Lo ha sancito una sentenza della Corte di Cassazione emessa lo scorso 23 gennaio 2021: non sarà più quindi necessario far effettuare a spese proprie una perizia che attesti l'inagibilità dell'immobile o le altre condizioni previste per l'agevolazione

Arrivano buone notizie per coloro che sono proprietari di una seconda casa ed effettuano regolarmente il pagamento delle tasse IMU e TARI (tassa sui rifiuti).

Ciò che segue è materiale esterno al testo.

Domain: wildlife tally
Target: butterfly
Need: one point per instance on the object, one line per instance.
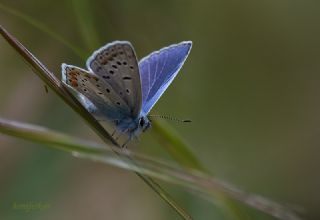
(119, 89)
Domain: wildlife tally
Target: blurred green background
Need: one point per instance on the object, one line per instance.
(250, 85)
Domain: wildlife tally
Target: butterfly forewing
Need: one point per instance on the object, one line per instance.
(158, 69)
(100, 94)
(117, 65)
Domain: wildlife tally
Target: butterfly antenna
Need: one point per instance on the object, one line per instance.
(169, 118)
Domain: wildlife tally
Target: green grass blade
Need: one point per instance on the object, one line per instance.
(56, 85)
(143, 165)
(43, 28)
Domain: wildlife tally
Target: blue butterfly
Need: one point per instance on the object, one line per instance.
(118, 89)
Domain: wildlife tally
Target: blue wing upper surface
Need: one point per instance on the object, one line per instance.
(158, 69)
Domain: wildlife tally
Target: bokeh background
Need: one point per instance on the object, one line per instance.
(250, 85)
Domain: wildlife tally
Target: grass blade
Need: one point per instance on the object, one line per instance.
(56, 85)
(143, 165)
(43, 28)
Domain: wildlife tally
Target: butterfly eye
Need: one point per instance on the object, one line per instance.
(141, 122)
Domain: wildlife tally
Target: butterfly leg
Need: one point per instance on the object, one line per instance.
(124, 145)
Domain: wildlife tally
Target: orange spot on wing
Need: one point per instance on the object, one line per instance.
(74, 83)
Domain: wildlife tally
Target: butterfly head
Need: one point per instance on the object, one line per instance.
(143, 123)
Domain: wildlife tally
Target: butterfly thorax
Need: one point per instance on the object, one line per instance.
(133, 127)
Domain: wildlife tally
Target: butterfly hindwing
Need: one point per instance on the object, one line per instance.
(158, 69)
(117, 65)
(92, 88)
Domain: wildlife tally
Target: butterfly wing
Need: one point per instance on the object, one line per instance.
(96, 95)
(117, 65)
(158, 69)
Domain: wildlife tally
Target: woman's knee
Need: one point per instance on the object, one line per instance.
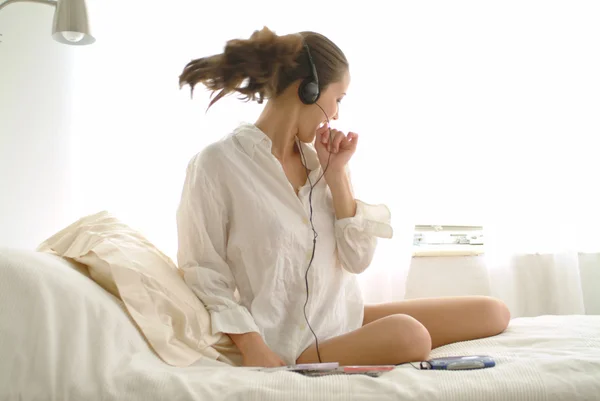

Una sentenza della Corte di Cassazione dello scorso 23 gennaio 2021 (n. 1263) ha infatti sancito che in tema di case inagibili o non utilizzate dai contribuenti proprietari è necessario ridurre alla metà il pagamento di IMU e TARI e per ottenere tale agevolazione è sufficiente  la presentazione di una semplice dichiarazione sostitutiva ai sensi del testo unico di cui al DPR 28 dicembre 2000, n. 445 (ossia una autocertificazione), nella quale si attesti l'impossibilità di utilizzare l'immobile.

Non è più quindi necessario, per esempio, che venga effettuata a spese del proprietario una perizia che attesti l'impossibilità di utilizzare l'immobile.

A prescindere dalla sentenza della Corte di Cassazione è comunque possibile, se previsto da norme nazionali o dai regolamenti dei singoli Comuni, che il pagamento di IMU e TARI possa essere dovuto nella misura del 50% nei seguenti casi: abitazioni utilizzate per il periodo estivo o invernale, case vuote e disabitate, case dismesse o inagibili, case concesse in comodato a parenti o in locazione a canoni più bassi rispetto a quelli che sarebbero dovuti in relazione alle caratteristiche dell'immobile.